In advanced and symptomatic stages of PCa, therapeutic decisions are increasingly individual and highly depend on the patient’s preference, comorbidities, life expectancy, localization of metastases and general tumor load [12]. Therefore, unlike detection of metastatic disease in primary PCa and lesion detection of BCR, the use of imaging for restaging and general therapy monitoring is less standardized, and generally no recommendations exist. Also, to the best of our knowledge, no systematic studies on the superiority of either imaging modality in restaging and therapy monitoring of advanced PCa exist. Overall, PSMA has been shown to be upregulated on de-differentiated PCa, whereas the PSA level may decrease with increasing neoplastic de-differentiation [13]. Therefore, PSMA-targeted imaging may be increasingly used as a marker of therapy response [14].
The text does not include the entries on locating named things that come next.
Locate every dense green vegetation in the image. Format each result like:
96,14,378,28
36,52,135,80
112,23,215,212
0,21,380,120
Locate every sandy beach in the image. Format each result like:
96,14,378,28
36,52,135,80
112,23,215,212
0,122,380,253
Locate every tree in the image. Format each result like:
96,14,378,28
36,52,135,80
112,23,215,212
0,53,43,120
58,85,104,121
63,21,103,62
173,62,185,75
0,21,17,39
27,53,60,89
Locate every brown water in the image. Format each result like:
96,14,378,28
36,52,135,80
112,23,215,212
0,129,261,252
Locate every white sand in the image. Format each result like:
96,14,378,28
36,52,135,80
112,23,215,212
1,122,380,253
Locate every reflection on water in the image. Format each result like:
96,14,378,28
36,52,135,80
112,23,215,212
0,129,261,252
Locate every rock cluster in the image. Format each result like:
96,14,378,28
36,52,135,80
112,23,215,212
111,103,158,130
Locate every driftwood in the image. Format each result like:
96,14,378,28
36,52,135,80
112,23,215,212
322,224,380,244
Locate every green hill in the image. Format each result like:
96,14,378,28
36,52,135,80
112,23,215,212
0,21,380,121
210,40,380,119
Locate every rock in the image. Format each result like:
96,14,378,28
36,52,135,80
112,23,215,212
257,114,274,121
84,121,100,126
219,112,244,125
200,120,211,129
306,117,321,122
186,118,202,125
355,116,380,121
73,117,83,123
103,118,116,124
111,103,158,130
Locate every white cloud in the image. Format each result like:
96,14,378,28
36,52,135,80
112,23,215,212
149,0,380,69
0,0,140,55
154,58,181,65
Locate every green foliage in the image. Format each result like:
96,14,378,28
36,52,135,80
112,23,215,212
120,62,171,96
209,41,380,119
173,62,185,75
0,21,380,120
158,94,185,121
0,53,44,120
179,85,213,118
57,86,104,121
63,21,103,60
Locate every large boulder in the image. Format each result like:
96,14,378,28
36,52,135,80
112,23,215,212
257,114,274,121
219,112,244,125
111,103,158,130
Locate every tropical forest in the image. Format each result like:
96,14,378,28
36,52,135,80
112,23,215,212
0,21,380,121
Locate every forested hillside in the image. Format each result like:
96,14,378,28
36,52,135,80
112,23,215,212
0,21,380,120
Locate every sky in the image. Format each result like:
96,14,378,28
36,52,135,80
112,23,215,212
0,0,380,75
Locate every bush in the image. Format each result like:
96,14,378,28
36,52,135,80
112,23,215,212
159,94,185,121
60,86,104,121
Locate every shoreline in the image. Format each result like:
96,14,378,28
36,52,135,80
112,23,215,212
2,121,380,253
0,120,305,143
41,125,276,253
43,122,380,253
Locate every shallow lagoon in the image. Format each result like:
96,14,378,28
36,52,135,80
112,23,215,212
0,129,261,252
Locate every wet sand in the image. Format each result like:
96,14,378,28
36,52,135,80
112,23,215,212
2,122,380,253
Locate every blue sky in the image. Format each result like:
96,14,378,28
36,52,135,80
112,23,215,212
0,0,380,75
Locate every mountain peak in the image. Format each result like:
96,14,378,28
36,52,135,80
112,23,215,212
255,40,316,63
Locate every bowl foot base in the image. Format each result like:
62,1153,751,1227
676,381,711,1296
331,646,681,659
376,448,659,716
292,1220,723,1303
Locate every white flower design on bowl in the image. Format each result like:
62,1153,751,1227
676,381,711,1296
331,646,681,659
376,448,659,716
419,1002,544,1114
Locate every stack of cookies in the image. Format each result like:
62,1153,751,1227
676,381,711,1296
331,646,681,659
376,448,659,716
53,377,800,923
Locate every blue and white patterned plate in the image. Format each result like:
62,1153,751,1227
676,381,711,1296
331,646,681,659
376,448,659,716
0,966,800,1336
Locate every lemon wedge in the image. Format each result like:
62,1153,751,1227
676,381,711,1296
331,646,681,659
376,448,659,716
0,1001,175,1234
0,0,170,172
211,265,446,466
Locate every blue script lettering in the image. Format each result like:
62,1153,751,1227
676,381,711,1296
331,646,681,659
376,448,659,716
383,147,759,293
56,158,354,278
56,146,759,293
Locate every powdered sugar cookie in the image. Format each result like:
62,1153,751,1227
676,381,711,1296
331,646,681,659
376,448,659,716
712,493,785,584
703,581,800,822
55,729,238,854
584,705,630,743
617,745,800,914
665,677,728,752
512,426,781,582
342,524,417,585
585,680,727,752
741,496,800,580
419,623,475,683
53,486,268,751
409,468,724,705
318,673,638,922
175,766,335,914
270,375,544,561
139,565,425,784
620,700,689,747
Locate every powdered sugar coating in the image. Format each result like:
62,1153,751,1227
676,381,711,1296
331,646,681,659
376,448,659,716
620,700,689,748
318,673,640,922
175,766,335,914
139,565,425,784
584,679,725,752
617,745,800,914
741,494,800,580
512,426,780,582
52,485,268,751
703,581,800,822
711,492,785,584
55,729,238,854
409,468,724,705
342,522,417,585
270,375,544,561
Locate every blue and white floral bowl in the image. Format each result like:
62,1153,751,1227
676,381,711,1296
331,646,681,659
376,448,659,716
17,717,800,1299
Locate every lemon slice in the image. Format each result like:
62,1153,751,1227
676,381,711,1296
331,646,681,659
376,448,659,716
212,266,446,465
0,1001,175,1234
In our analysis, patients with advanced disease were referred mainly for monitoring of antiandrogen therapy, chemotherapy, radiation therapy, and 177Lu-PSMA therapy. 21.9% of the scans (n = 46) were requested for these indications. At a median PSA level of 101.3 ng/ml, PSMA-positive tumor tissue could be detected in 84.8% of the scans. From our data no conclusions can be drawn on the diagnostic performance of [99mTc]Tc-PSMA-I&S-SPECT/CT in comparison to other imaging modalities that are routinely recommended in advanced prostate cancer (e.g., CT, bone scintigraphy, whole body MRI). Also, no assumptions on a potential change in therapeutic management can be made from our study. However, based on the number of referrals and the spectrum of clinical questions by the referrals one may assume that there is a role for PSMA-targeted SPECT-imaging in the future to get a comprehensive overview on the whole body tumor load or on focal metastatic lesions that underwent targeted therapy.

Limitations

Our single-center retrospective study has several limitations. In most of the patients [99mTc]Tc-PSMA-I&S-SPECT/CT was performed as an alternative imaging modality due to the unavailability of timely PSMA-PET/CT. Due to the lack of details in clinical information (e.g., prior therapies, conventional imaging results), no assessment of the performance of [99mTc]Tc-PSMA-I&S-SPECT/CT in direct comparison to other conventional imaging modalities was possible. PMSA-positivity of tumor tissue was only assessed by visual means, and no quantitative analysis of PSMA expression was performed. Histopathology was not available for lesions detected on [99mTc]Tc-PSMA-I&S-SPECT/CT, thus sensitivity and specificity could not be calculated.

Conclusions

In this study, we report on the first diagnostic use of [99mTc]Tc-PSMA-I&S-SPECT/CT in PCa. Despite the limitations of this retrospective single-center study our results indicate that [99mTc]Tc-PSMA-I&S-SPECT/CT can be widely applied for diagnostic indications like BCR, primary staging, restaging in advanced PCa. Although a significant degree of hepatic, gastrointestinal, and urinary tracer excretion at the selected imaging time point (5 h post injection) was observed, low-dose CT usually allowed for good discrimination between tumor and non-tumor findings. At low PSA levels (< 4 ng/ml), detection rates of [99mTc]Tc-PSMA-I&S-SPECT/CT were limited and should thus only be considered for lesion detection in BCR if imaging with PET or alternative high-affinity SPECT agents are unavailable. At higher PSA levels (> 4 ng/ml), [99mTc]Tc-PSMA-I&S-SPECT/CT provided high detection rates in BCR. [99mTc]Tc-PSMA-I&S-SPECT/CT was also suitable for primary staging and for restaging of advanced recurrent PCa. Our results are promising and warrant more systematic analyses and prospective clinical trials to further assess diagnostic performance of [99mTc]Tc-PSMA-SPECT/CT in PCa.